More than 70% of under-35s voted Yes. The future is for the young; it is not for those who are knocking on the pearly gates. They want control over their country and the wealth it produces. They must have the right to decide their country’s future, and if that means referendum after referendum then so be it.

Mrs G Ross
via email

THE most salient fact about modern political discourse is the abundance of opinions and views expressed across all media that offer various routes towards modifying or fine-tuning actually-existing capital.

Most of these viewpoints are as futile as milkshake bombs or the constant blather about Trump’s hair or his wandering hands. Similar is the preoccupation with “constitutional questions” and the various ways in which Brexit can be avoided and/or Scottish independence achieved.

Important as these things are, they are not primary.
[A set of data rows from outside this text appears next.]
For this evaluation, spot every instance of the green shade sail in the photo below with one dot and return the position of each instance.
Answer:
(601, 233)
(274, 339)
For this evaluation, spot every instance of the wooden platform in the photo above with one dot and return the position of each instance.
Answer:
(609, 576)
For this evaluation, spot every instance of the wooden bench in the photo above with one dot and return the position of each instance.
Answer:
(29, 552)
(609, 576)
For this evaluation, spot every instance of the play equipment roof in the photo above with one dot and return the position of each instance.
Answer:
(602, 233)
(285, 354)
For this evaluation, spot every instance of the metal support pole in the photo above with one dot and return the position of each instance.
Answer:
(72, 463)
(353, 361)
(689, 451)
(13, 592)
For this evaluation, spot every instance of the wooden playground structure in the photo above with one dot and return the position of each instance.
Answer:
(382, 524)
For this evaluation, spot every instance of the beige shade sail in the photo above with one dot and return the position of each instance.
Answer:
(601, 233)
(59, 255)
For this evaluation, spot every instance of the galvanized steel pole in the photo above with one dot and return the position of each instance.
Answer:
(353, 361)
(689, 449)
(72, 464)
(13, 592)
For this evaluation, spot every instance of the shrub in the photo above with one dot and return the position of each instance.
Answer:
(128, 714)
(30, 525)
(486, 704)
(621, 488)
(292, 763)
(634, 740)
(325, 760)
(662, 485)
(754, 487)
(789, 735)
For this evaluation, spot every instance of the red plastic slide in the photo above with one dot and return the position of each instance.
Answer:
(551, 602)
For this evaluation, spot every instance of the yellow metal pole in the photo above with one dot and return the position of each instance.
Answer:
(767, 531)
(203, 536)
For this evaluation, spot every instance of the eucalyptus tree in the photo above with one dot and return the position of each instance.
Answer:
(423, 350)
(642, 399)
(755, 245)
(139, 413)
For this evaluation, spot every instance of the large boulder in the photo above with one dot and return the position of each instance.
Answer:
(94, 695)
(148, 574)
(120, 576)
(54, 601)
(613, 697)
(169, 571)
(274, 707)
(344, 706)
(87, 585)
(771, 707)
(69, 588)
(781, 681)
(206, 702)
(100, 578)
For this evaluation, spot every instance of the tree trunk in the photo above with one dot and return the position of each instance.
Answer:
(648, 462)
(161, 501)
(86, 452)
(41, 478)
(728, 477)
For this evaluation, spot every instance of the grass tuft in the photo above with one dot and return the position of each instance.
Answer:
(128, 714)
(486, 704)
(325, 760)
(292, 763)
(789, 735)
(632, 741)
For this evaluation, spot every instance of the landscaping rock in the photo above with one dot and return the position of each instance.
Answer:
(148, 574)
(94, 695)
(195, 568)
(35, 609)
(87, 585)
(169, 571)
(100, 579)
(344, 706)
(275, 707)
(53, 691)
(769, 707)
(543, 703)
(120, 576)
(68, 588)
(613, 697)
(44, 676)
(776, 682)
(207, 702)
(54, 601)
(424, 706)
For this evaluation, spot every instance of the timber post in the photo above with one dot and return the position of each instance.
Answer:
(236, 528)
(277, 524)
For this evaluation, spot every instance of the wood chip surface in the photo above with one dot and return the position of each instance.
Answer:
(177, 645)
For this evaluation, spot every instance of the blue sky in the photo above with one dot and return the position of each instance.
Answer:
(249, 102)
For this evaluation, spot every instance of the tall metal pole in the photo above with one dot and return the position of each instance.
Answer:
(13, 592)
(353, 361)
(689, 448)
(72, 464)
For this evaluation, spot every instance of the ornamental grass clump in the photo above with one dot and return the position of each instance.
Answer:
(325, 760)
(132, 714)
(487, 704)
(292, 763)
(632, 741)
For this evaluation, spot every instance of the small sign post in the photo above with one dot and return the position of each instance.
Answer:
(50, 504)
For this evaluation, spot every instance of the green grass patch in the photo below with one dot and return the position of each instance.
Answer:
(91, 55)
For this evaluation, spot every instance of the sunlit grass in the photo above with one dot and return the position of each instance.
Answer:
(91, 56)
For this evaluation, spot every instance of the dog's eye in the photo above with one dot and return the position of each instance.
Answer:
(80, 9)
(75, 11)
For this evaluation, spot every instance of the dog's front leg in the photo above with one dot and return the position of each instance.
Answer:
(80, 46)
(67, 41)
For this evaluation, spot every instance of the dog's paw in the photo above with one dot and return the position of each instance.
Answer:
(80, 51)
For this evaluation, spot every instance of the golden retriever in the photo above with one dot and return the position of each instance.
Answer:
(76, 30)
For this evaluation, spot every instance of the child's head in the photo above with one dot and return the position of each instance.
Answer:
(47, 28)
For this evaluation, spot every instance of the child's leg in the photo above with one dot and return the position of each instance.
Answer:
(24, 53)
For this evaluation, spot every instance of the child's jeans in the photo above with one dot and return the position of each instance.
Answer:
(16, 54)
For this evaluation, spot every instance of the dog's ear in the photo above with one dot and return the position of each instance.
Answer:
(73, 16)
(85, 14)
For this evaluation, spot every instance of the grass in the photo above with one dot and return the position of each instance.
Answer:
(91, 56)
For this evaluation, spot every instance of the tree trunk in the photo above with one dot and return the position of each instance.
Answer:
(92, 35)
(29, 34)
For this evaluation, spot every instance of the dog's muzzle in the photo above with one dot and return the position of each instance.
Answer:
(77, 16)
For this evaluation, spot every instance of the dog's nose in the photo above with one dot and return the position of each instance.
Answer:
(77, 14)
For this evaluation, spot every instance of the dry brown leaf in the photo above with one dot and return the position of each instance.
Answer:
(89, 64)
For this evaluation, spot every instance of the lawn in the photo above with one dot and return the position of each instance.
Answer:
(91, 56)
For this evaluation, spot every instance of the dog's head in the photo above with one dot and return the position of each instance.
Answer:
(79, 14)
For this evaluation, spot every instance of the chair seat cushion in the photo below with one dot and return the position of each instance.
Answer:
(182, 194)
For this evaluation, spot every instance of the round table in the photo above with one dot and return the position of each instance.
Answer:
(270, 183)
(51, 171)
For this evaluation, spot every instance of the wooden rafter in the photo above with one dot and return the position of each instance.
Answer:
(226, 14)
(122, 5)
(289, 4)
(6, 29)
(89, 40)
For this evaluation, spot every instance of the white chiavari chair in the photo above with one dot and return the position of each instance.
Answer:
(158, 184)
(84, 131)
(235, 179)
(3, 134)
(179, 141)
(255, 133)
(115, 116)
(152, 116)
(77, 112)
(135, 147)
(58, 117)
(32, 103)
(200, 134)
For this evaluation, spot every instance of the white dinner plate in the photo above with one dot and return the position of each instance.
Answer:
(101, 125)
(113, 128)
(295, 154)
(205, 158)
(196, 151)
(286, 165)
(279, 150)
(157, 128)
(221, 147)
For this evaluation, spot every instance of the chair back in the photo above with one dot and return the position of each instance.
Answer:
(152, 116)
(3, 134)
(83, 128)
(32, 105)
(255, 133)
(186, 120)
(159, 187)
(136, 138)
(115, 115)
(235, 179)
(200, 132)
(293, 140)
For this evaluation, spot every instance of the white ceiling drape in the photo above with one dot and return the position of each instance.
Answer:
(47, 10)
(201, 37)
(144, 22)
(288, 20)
The truly “real” divide in all societies during the neoliberal age is that between the super-rich elites and the rest of us; between those who rarely concern themselves with nuclear weapons and those who see their use as inevitable unless they are disposed of; between those who want business as usual and those who understand that business as usual is killing the planet.

These issues are primary because they shape and define our lives more pressingly, and more insidiously, than Brexit or independence.
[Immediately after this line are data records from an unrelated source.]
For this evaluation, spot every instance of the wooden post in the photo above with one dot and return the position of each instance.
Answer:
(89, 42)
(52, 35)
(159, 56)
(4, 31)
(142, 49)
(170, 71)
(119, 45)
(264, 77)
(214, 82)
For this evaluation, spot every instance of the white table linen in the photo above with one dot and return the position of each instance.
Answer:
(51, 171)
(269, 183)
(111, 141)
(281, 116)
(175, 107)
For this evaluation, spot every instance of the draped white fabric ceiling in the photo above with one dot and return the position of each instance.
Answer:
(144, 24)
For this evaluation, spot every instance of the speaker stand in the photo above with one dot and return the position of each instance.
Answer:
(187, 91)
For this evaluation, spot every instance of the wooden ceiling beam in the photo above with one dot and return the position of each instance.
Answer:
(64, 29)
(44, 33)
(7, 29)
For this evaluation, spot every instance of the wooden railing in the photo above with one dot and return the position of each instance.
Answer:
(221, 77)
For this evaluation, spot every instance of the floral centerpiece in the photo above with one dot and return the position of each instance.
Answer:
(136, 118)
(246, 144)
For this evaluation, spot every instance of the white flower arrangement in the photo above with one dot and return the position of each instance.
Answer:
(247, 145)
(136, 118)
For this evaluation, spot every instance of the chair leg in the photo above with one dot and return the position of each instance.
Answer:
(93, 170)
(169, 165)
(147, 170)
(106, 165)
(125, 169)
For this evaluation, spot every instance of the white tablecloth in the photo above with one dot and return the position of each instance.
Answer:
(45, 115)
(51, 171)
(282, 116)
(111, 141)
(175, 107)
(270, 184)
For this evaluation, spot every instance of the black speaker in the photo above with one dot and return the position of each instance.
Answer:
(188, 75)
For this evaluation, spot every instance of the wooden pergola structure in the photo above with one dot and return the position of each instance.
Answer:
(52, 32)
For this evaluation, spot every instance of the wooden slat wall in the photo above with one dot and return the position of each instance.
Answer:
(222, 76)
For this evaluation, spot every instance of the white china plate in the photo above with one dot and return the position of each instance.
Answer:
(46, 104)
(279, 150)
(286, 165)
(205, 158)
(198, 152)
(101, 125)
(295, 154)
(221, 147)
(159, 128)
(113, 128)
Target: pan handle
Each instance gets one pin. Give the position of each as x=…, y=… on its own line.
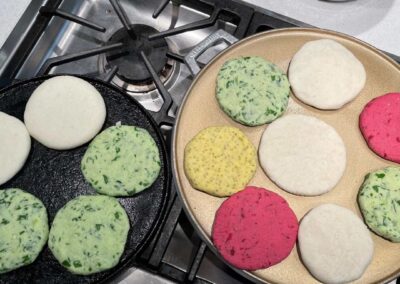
x=215, y=37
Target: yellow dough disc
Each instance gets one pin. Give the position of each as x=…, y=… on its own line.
x=220, y=161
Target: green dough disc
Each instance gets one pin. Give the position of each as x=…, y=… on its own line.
x=379, y=200
x=252, y=90
x=121, y=161
x=23, y=228
x=89, y=233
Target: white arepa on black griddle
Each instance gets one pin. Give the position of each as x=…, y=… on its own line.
x=64, y=112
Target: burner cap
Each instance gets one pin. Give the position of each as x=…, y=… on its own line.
x=131, y=67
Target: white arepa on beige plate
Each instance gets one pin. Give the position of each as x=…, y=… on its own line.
x=335, y=245
x=64, y=112
x=325, y=74
x=15, y=144
x=302, y=154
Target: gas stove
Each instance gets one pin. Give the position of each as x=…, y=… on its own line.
x=141, y=47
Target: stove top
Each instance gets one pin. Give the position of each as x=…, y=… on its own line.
x=140, y=46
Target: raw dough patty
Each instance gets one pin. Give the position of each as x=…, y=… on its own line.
x=121, y=161
x=254, y=228
x=89, y=233
x=302, y=154
x=15, y=144
x=325, y=74
x=335, y=245
x=220, y=160
x=252, y=90
x=23, y=228
x=379, y=200
x=380, y=126
x=64, y=112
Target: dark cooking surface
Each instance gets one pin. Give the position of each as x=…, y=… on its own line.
x=55, y=177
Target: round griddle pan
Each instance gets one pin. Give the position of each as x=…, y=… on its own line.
x=200, y=109
x=55, y=177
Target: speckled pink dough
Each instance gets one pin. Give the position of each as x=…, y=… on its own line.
x=380, y=126
x=254, y=228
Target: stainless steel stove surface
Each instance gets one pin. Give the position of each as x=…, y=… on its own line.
x=65, y=37
x=60, y=43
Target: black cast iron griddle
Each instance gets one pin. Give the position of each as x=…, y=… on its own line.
x=55, y=177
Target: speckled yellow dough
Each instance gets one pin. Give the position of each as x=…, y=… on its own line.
x=220, y=161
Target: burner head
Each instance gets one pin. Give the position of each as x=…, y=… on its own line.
x=131, y=67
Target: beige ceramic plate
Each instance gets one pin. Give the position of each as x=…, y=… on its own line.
x=200, y=110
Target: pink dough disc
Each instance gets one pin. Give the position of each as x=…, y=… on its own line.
x=254, y=228
x=380, y=126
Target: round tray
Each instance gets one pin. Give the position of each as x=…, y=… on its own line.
x=200, y=109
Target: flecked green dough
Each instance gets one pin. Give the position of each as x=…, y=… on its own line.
x=121, y=161
x=23, y=228
x=379, y=201
x=89, y=233
x=252, y=90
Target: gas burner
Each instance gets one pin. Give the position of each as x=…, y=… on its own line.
x=132, y=73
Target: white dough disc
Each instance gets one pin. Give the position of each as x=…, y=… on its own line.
x=64, y=112
x=302, y=154
x=335, y=245
x=325, y=74
x=15, y=144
We have shifted epochs in just half a century. The newly minted epithet “Anthropocene” should surely be renamed the ‘Obscene’. For we are being sucked into a dystopia governed by those who exercise a “droit de seigneur” as rapacious and evil now as it was in the past; by people who see the earth and their fellow humans as repositories of labour and profit.

A set of objective demands are being made of humanity. The truth is that the response to those demands, so far, has fallen far short of what is necessary.

I support Scottish independence but I have become heartily sick of listening to nationalists telling me that “yes, I agree, but we need independence first”. I saw through the posturing of the SNP some time ago. The First Minister declares a climate emergency. We will be carbon neutral in 2045. How progressive. Also, how too late! What have the SNP done about land ownership? About private landlords? Does anyone seriously believe the SNP is an adequate response to our rapid drift towards the abyss? That any existing party is?

Waving a saltire or taking the mickey out of Trump, Johnson or Farage isn’t, and won’t, stop them.

“And were the whale then run the line out to the end ... the doomed boat would infallibly be dragged down after him into the profundity of the sea” – Moby Dick.

Alex Porter
Stirling

IN her article in the Sunday National, Kirsty Strickland comments that the daily and Sunday National newspapers were able to launch because there was a niche for them of around 50% of the population supporting independence (In an age of chaos and political turmoil we need more journalists – not fewer, July 14).

Highlighting the difficulties currently facing The Scotsman also brings into sharp focus the commercially suicidal decision taken by its management in 2014 to alienate half the population by coming out with support for the Union and against independence. If ever there was a time for a newspaper to say nothing, it was then.